In a tweet, Altman said that OpenAI will continue to operate in Europe and the company does not have any plans to leave.
“Very productive week of conversations in Europe about how to best regulate AI! we are excited to continue to operate here and of course have no plans to leave,” the CEO tweeted.

Altman, at an event in London earlier this week, said that OpenAI will try to comply with the regulation in Europe before considering pulling out of the region.
“The current draft of the EU AI Act would be over-regulating, but we have heard it’s going to get pulled back. They are still talking about it,” he noted.
Alman said that there are multiple areas that could be subject to modification. He claimed that there is a lot of room for improvement and adjustment in the proposed regulations.
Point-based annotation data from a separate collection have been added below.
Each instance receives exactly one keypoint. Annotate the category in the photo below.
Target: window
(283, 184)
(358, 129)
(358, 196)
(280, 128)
“There’s so much they could do like changing the definition of general-purpose AI systems. There’s a lot of things that could be done,” he added.

EU AI regulations
The EU is already working on the rules to govern AI. Under these regulations, companies that deploy generative AI tools, like ChatGPT and Google’s Bard, will have to disclose any copyrighted material that has been used to develop their systems.
Earlier this month, EU officials reached a consensus on the draft of the bill and it will be debated by the representatives of the Parliament, the Council and the Commission to finalise the details to make it a law.
Recently, Google CEO Sundar Pichai also met with European Commission officials over AI regulation. He agreed to work with lawmakers in Europe on an “AI Pact” which is said to be a stop-gap set of voluntary rules or standards for AI development.